Expect a more rules-based approach to financial services regulation, explained a leading legal expert on corporate insurance.

Brian Rose, senior partner at Stikeman Elliott, told delegates at the Insurance Bureau of Canada’s Financial Affairs Symposium in Toronto on April 23, 2009, that despite the effectiveness of the Canadian regulatory regime, changes toward a more prescriptive, and possibly prohibitive, regime are expected.

“Our regulatory regime, not withstanding [its challenges], has worked [and] clearly much better than the [regimes in the] U.S.A. and the U.K,” said Rose.

He suggested that the Ontario Superintendent of Financial Institutions (OSFI) would begin to move to a more rules-based regime, as opposed to a principle-based regulatory regime, a result of current economic conditions.

“I’m not saying [principle based regulation] is dead, but from a practical matter it’s retrenching.”

Rose explained that tough economic conditions—conditions that are a result of other failed regulatory regimes—will prompt regulators and industry participants to demand more prescriptive policy—and this will be the impetus behind OSFI’s move from principle- to rule-based regulation in Canada.

OSFI is aware of financial woes, suggests learning from banks
Speaking on the same panel, Penny Lee, managing director of OSFI, said Canada’s financial woes are squarely on the regulator’s radar.

“Our view is that the risk [to financial service businesses] has increased,” explained Lee.
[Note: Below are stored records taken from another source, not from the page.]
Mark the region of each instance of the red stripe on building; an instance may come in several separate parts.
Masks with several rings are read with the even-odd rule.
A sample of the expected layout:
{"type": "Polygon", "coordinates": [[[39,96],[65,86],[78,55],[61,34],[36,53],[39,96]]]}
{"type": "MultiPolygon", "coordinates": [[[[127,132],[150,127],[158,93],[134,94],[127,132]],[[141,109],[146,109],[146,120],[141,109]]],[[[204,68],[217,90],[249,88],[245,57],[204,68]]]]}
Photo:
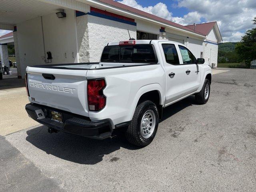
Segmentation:
{"type": "Polygon", "coordinates": [[[119,19],[123,19],[126,21],[130,21],[131,22],[135,22],[135,20],[134,19],[129,18],[128,17],[125,17],[122,15],[118,15],[114,13],[111,13],[108,11],[102,10],[101,9],[98,9],[94,7],[91,7],[91,11],[94,12],[96,12],[97,13],[100,13],[101,14],[104,14],[104,15],[108,15],[108,16],[111,16],[112,17],[115,17],[116,18],[118,18],[119,19]]]}

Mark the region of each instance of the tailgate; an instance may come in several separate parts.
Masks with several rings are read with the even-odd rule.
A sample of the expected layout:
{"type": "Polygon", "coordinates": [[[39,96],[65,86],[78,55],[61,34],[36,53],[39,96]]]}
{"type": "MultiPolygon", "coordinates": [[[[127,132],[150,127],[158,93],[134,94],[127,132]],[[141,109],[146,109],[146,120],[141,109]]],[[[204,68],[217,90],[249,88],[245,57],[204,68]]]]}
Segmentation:
{"type": "Polygon", "coordinates": [[[26,70],[31,102],[89,116],[87,70],[28,67],[26,70]]]}

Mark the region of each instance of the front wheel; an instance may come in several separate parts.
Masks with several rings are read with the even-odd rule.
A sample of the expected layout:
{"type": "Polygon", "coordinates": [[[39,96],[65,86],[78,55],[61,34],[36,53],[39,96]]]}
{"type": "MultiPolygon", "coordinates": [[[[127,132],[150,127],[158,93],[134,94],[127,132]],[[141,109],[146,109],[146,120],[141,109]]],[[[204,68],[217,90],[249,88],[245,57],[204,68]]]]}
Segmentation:
{"type": "Polygon", "coordinates": [[[146,101],[138,105],[126,130],[128,141],[140,147],[150,144],[156,133],[159,116],[157,107],[152,101],[146,101]]]}
{"type": "Polygon", "coordinates": [[[210,97],[210,83],[209,80],[206,79],[202,90],[195,95],[196,100],[198,104],[205,104],[210,97]]]}

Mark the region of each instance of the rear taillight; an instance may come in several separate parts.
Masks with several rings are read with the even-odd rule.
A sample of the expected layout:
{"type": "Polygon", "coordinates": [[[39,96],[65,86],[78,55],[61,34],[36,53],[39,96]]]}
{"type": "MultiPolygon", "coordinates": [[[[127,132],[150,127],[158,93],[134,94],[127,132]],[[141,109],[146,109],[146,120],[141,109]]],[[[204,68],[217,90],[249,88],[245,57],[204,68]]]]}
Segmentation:
{"type": "Polygon", "coordinates": [[[26,90],[27,91],[27,95],[29,97],[30,96],[29,95],[29,92],[28,91],[28,74],[27,73],[25,74],[25,82],[26,83],[26,90]]]}
{"type": "Polygon", "coordinates": [[[106,87],[104,79],[88,80],[87,96],[89,110],[99,111],[106,105],[106,97],[103,94],[103,89],[106,87]]]}

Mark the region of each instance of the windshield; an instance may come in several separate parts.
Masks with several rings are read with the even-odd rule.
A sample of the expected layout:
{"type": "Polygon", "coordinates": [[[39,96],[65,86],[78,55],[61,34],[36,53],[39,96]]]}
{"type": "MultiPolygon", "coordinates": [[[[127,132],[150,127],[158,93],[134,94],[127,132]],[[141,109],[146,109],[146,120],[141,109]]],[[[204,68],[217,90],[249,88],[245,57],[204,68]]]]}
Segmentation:
{"type": "Polygon", "coordinates": [[[154,46],[143,44],[106,46],[103,50],[101,62],[157,63],[158,60],[154,46]]]}

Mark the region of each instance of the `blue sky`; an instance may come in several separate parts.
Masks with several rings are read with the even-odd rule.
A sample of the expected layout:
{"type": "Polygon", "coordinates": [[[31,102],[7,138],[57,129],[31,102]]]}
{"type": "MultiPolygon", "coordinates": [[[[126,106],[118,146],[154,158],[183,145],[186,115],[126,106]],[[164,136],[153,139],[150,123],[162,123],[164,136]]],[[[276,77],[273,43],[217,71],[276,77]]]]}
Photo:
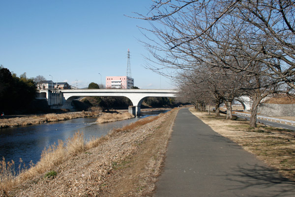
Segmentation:
{"type": "Polygon", "coordinates": [[[146,14],[151,0],[0,0],[0,64],[18,76],[40,75],[78,88],[105,84],[107,76],[132,76],[141,89],[172,89],[169,79],[144,67],[148,52],[137,26],[124,15],[146,14]]]}

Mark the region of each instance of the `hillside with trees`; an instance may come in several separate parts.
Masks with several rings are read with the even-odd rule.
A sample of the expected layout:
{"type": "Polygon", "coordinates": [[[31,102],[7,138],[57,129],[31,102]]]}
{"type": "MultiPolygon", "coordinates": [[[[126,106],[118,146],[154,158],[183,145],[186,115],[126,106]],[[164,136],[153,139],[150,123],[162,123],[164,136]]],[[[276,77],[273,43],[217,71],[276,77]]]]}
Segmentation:
{"type": "Polygon", "coordinates": [[[0,112],[5,115],[21,113],[35,98],[37,86],[26,73],[18,77],[0,66],[0,112]]]}

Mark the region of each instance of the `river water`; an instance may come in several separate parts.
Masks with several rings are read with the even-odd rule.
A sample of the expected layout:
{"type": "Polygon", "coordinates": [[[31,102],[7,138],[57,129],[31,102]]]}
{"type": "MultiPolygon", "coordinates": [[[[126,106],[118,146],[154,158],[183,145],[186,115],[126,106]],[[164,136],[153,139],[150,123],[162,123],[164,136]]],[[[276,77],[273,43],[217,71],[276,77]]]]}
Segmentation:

For that reason, OSFI is committed to “reviewing more companies,” while drilling down in key risk areas. The result will be more contact with the regulator, said Lee and OSFI’s commitment to “active monitoring,” and communication with international regulators.

Lee suggested that the insurance industry and the banking sector could learn from one another.

“A move to a more robust stress testing,” means banks need to learn from insurers how to develop and utilize dynamic capital asset testing, while insurers need to learn from the banks how to develop quality investment stress testing models.

Auto insurance: One major concern for OSFI
“On the auto side, many of you know that Ontario auto has been on our radar for awhile,” said Penny Lee. “We actually [believe] the inherent risk for Ontario auto is above average and there are no assurances that the impending regulatory reforms will be sufficient to help with claims activity or claims costs.”

Recently, Ontario’s insurance regulator, the Financial Services Commission of Ontario (FSCO), submitted a report to the province’s finance minister with 39 recommendations for reforming the province’s auto product.

To date, the industry was still determining the impact of these recommendations.

Lee also said uncertainty will dominate this product for some time as a result of two recent court cases against the constitutionality of minor injury regulation (MIRs), one in Alberta and the other in Nova Scotia. With the cases in the appeal process, “uncertainty will persist,” said Lee. “And if caps are struck down, and if [the impact of such decisions on claims] are retroactive, this will be a big blow to the industry.”